Álvaro Pereira Júnior

Dilma - Aécio = 0

25/10/2014 02h00

Não tenho vida social, estou fora das redes e também não lido diretamente com jornalismo político. Assim, é pela imprensa que fico sabendo que existe uma radicalização barra-pesada nessa última reta de campanha.

Antigas amizades se desfazem, famílias sucumbem à discórdia partidária, amores entram em crises de variados graus. O pau quebra de norte a sul (mais no sul, é verdade). Adeptos de Dilma não se entendem com os seguidores de Aécio. Nas "timelines" das redes sociais, segundo me dizem, não há outro assunto que não as eleições.

A turma do PSDB martela a roubalheira na Petrobras, lembra do mensalão, pinta a inflação em alta e a economia paradona como demônios a serem exorcizados. A Aécio e Armínio Fraga, os padres Merrin e Karras da política brasileira, caberia a missão de purificar o Brasil do demoníaco PT.

Do outro lado, os fanáticos por Dilma atacam: Aécio só pensa nos números da macroeconomia (e não nas necessidades reais do povo), pertence ao mesmo partido que deixou São Paulo secar, vai governar para os ricos, é um filhinho de papai que nunca pegou no breu e parece aquele personagem da canção "We Both Go Down Together", dos Decemberists: "I come from wealth and beauty / Untouched by work or duty" (em tradução livre, "sou do dinheiro e da beleza / desconheço trabalho e dureza").

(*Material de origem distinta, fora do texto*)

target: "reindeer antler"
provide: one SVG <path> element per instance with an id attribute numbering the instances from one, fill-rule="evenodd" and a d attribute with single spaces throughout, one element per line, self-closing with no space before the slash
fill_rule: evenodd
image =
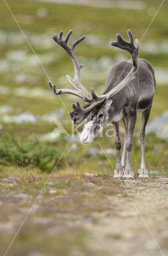
<path id="1" fill-rule="evenodd" d="M 120 48 L 127 51 L 131 54 L 132 58 L 133 67 L 130 72 L 121 82 L 118 84 L 115 87 L 112 89 L 105 94 L 101 96 L 97 96 L 94 92 L 93 89 L 91 92 L 92 98 L 90 99 L 85 97 L 83 99 L 84 101 L 87 102 L 93 102 L 94 101 L 99 102 L 101 99 L 104 99 L 107 100 L 118 92 L 124 86 L 132 80 L 134 79 L 134 76 L 138 66 L 138 50 L 139 47 L 139 41 L 138 39 L 135 39 L 135 46 L 134 44 L 134 38 L 131 30 L 128 30 L 127 33 L 130 38 L 130 42 L 128 43 L 124 40 L 121 35 L 118 34 L 116 35 L 117 41 L 112 42 L 111 45 L 112 46 Z"/>
<path id="2" fill-rule="evenodd" d="M 80 69 L 84 66 L 84 65 L 79 64 L 79 61 L 74 52 L 75 47 L 78 44 L 85 39 L 86 36 L 83 36 L 80 38 L 76 41 L 70 47 L 68 45 L 68 42 L 72 32 L 72 30 L 69 31 L 65 39 L 63 40 L 62 39 L 63 32 L 61 31 L 60 32 L 59 36 L 58 36 L 56 34 L 54 35 L 53 39 L 57 44 L 65 50 L 73 61 L 75 70 L 74 78 L 72 79 L 68 75 L 66 75 L 66 77 L 70 83 L 76 88 L 78 91 L 69 89 L 56 89 L 56 85 L 52 85 L 50 81 L 49 82 L 50 87 L 53 92 L 56 95 L 63 93 L 69 93 L 78 96 L 82 98 L 84 98 L 86 96 L 89 98 L 90 96 L 89 92 L 80 82 Z"/>
<path id="3" fill-rule="evenodd" d="M 70 118 L 74 121 L 74 124 L 78 124 L 87 116 L 96 107 L 101 105 L 108 98 L 117 93 L 130 81 L 134 79 L 134 76 L 138 68 L 138 54 L 139 43 L 138 39 L 136 39 L 135 40 L 136 46 L 134 46 L 134 38 L 130 30 L 128 30 L 127 31 L 130 38 L 129 43 L 124 40 L 120 34 L 117 34 L 116 36 L 117 41 L 112 42 L 111 44 L 113 46 L 125 50 L 131 54 L 132 58 L 133 67 L 123 80 L 105 94 L 97 96 L 95 93 L 93 88 L 92 88 L 91 94 L 92 98 L 91 98 L 89 92 L 80 82 L 80 69 L 84 66 L 84 65 L 80 65 L 74 51 L 76 46 L 83 41 L 85 39 L 86 36 L 84 36 L 78 39 L 70 47 L 68 45 L 68 42 L 72 32 L 73 30 L 72 30 L 69 31 L 64 40 L 62 39 L 63 31 L 61 31 L 60 32 L 59 36 L 55 34 L 53 36 L 53 39 L 57 44 L 65 50 L 73 61 L 75 70 L 74 78 L 72 79 L 68 75 L 67 75 L 66 77 L 70 83 L 78 90 L 76 91 L 69 89 L 57 89 L 55 84 L 52 85 L 50 81 L 49 81 L 49 83 L 51 89 L 56 95 L 59 95 L 63 93 L 69 93 L 78 96 L 86 102 L 86 103 L 82 107 L 78 101 L 77 102 L 76 105 L 74 103 L 72 104 L 74 110 L 70 112 Z"/>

Vamos excluir quem se engaja nessa briga por grana e outros interesses inconfessáveis. Vamos pensar só em quem é movido por ideologia, ou pela simples torcida por um dos lados, ou mesmo porque tem muito tempo livre e encontrou nessa disputa uma causa que ocupe sua vida vazia.

Para que haja tanto acirramento e bate-boca, é porque muita gente acredita que Dilma e Aécio são radicalmente diferentes, representam posições inconciliáveis. Como Ptolomeu x Copérnico, Darwin x criacionistas, Marx x Feuerbach, Einstein x Bohr (no tema da mecânica quântica), The Clash x Yes.

Nessas horas, é bom ouvir quem está de fora. O acadêmico Michael Shifter, presidente da organização Diálogo Inter-Americano, publicou um artigo iluminador no site da revista "Foreign Policy", "A Ilusão da Eleição Brasileira". A tese: existem muitos mais semelhanças do que diferenças entre Dilma Rousseff e Aécio Neves.

Enquanto os adeptos fervorosos do PT e do PSDB se digladiam nos mundos físico e virtual, Shifter escreve: "Mais do que um conflito ideológico claramente definido, as divisões [entre Dilma e Aécio] são mais parecidas com as que separam o Velho Trabalhismo do Novo Trabalhismo."

É um paralelo entre o modelo do Partido Trabalhista inglês pré-Margaret Thatcher (umbilicalmente ligado a sindicatos e mais próximo da ortodoxia socialista), e aquele que surgiu depois dela, liderado por Tony Blair, que se distanciou da máquina sindical e mostrou-se mais amigável aos EUA e ao "mercado".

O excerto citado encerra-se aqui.